According to DIGITIMES, demand for AI servers has pushed power device lead times to 270 days. An order placed today will ship in nine months. We’re not talking about CPUs or GPUs, but about the silicon that converts, regulates and distributes electricity inside every machine: MOSFETs, IGBTs, voltage regulators, gallium nitride and silicon carbide semiconductors. Without them, even the most powerful accelerator is a paperweight.

The invisible architecture that powers AI

A GPU like NVIDIA’s H100 can draw more than 700 watts; a single server board houses eight of them, pushing power demand above 5 kW in a few square centimeters. Managing such currents requires multi-phase voltage regulator modules, low-loss rectifiers and high-frequency converters, all running in extreme thermal conditions. Many of these devices are made on mature, 200 mm wafer lines already stretched thin because they serve automotive and industrial markets too. The jump to 270 days isn’t a glitch: it signals a structural deficit, amplified by the AI race.

Who loses and who wins on the on-premise front

The hardest hit are organizations aiming to keep inference and fine-tuning in-house. Large cloud providers, armed with multi-year contracts and allocation priority, can plan procurement ahead; those building private infrastructure – research labs, regulated firms, public administrations – get pushed to the back of the queue. The promise of data sovereignty (“keep it in your data center”) crashes into a supply chain that can’t deliver. The result is a widening gap: hyperscalers accelerate while those seeking autonomy face scaled-down roadmaps or unsustainable spot prices.

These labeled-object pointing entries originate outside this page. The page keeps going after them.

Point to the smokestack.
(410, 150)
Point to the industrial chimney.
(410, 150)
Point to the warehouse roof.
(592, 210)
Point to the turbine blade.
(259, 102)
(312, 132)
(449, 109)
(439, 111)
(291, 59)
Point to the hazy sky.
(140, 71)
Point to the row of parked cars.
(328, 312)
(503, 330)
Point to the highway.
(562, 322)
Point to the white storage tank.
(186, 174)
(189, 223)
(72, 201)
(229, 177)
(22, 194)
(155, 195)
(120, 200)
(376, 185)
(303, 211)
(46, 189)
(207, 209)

The second-order effect is a two-speed market. State-funded contracts and well-financed projects may still secure components after months; smaller players are forced to fall back on less power-hungry GPUs, accepting lower inference throughput or narrower context windows, which degrades LLM-based service quality. At the third order, soaring lead times could speed up adoption of more efficient architectures: 48 V power delivery, direct-to-chip liquid cooling, distributed conversion. Cutting the number of power components per GPU becomes a design imperative, not just an engineering nicety. Meanwhile, the shortage may shift production capacity from sectors like industrial electrics or automotive toward AI computing, creating chain bottlenecks in less visible but equally critical domains.

Beyond the GPU: a lesson in fragility

The 270-day figure shouldn’t be read as an isolated spike. It reveals that AI’s hunger for compute feeds on an ecosystem far wider than accelerator cards. Media attention focuses on teraflops and tokens per minute, but the real choke point can hide in a humble voltage controller. For anyone planning on-premise deployments, the message is clear: time-to-hardware is becoming as strategic a variable as total cost of ownership, and the sovereignty game rides on procurement capability as much as on data locality.